Friendships are important, and to a lot of men they don’t come naturally. We’re already not very good at communicating and being open when we’re in a relationship with a woman, but now I’m supposed to do those things with men? I’m a man…I’m not supposed to do that!
After a couple posts dreaming about a perfect world in which I never offend people and never have anyone disagree, I’m excited to finally sit down and write down some opinions. I’m ready to jump into the stereotypical waters where I make sweeping generalizations about my gender. Let the assumptions and accusations fly!
I wanted to make my first post about men and friendships for a couple reasons. The first is that I can avoid having to talk about women for a little longer, and second because it’s a relationship that all men have at some point. Some good common ground to start on. For the sake of this discussion, I’m going to ignore marriage and children, because that adds another complicating variable to the mix. I’m also going to ignore extrovert vs introvert. That probably affects how large our social circle is and how easily we make friends (and to some extent keep them). I think I’ll save how to build authentic friendships for another day. Today we’ll stick to why.
When we’re young, we have friends because we see those same kids at school every day.
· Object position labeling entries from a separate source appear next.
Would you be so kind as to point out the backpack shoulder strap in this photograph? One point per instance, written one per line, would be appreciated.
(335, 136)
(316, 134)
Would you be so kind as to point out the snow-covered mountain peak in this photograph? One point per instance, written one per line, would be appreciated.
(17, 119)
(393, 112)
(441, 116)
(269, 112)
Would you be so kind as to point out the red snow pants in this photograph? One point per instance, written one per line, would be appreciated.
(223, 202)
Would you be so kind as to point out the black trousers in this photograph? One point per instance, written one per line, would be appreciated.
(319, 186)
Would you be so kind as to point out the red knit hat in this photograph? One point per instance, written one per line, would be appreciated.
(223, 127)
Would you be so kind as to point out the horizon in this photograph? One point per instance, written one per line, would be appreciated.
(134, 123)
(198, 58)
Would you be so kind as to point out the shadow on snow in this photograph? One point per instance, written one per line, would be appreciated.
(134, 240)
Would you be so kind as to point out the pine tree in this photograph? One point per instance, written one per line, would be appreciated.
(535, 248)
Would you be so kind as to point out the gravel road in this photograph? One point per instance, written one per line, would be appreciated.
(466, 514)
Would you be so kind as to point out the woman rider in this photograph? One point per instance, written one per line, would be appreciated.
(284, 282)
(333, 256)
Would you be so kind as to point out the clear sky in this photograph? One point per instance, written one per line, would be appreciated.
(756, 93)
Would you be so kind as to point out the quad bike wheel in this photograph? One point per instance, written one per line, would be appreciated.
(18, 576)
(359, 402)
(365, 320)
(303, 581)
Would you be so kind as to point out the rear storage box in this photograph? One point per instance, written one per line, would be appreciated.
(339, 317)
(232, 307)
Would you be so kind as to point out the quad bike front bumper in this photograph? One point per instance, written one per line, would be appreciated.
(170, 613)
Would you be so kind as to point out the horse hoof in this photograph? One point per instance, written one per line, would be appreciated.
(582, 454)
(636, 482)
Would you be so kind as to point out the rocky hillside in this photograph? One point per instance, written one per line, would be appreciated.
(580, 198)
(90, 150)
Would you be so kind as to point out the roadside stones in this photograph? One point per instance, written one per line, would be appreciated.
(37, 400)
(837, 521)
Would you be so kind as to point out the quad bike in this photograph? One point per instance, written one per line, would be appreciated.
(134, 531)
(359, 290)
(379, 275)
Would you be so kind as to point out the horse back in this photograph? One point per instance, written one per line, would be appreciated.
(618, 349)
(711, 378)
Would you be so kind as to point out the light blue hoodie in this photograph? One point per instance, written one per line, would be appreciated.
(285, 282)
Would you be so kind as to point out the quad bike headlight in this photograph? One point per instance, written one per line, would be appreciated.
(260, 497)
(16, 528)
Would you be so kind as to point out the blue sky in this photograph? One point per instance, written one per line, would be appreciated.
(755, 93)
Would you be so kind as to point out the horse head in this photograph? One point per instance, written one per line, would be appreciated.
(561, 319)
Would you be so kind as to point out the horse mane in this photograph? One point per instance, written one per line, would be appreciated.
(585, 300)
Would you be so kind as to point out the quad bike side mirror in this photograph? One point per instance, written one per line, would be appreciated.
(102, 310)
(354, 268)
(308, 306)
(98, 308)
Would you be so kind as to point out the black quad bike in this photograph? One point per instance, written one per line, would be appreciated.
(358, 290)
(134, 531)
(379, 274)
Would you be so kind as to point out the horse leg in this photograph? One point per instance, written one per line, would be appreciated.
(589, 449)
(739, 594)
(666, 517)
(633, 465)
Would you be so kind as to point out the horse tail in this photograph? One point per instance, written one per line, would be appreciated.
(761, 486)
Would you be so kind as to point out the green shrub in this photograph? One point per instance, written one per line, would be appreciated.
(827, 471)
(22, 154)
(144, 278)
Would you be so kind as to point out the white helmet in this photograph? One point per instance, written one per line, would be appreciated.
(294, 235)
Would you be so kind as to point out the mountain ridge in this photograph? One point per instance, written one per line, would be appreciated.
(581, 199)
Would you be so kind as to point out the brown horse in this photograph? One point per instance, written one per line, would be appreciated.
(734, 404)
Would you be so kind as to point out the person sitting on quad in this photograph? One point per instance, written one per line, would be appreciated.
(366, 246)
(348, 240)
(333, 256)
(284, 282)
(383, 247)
Maybe you both like the same thing (the sandbox rules). As we reach Middle School we definitely start to value friendship more, but on a fairly selfish level. Having friends makes you cool, and if you don’t have friends, or have the wrong friends, then that new thing called “social status” can way pretty heavily on an adolescent. That continues into High School, but people come into their own. There are still the “cool” kids…but all the weird kids find each other, and in my experience, High School was an easier social exercise than Middle School. Then we graduate, adult life begins, and the meaning of friendship changes. We no longer see friends every day simply because of circumstance. Now, friendship requires intentionality. Instead of friendships falling in our lap, we have to pursue them.
I think there are obvious benefits to friends. They’re people to spend time with, laugh with, and enjoy hobbies with. Most of us would rather do things with people than alone (more on you alone people in a second). But what does an authentic friendship look like? To me, that means moving beyond the surface. Deep and meaningful male friendships are the ones that support each other through the struggles of life. They make us better men because of real conversations. We hold each other accountable when we’re not living up to our potential. And all of that is really hard for most men, because we don’t like to talk about how we feel. Don’t get me wrong, we feel things. It’s probably less than women, but there are feelings inside, and most of the time that’s where they stay. In our heads, in that inner dialogue we have with ourselves. That’s not bad, and a healthy self-awareness is full of inner dialogue, but if we’re afraid to move past surface level friendships, we’re missing out.
So what does an authentic friendship look like? It’s not a big cry fest. You don’t have to check your man card at the door. You may have to check your ego. It means asking about their life, showing concern for what they have going on, and admitting that you might not have everything figured out. It’s having a close relationship that makes life better, and makes you better.
To the lone rangers that aren’t interested, I get it. In a way, trying to form deep friendships is a lot like dating. You have to put yourself out there, and sometimes you get rejected. Or someone you thought would be a great friend turns out to not share the values that you do. It’s messy. Being alone is easier. But perhaps you’re not living the fullest life you could be. More on this in a future post.
What is it about forging deep male relationships that you find difficult? Or for the lone rangers, what are you doubts that pursuing authentic friendship is even worth it?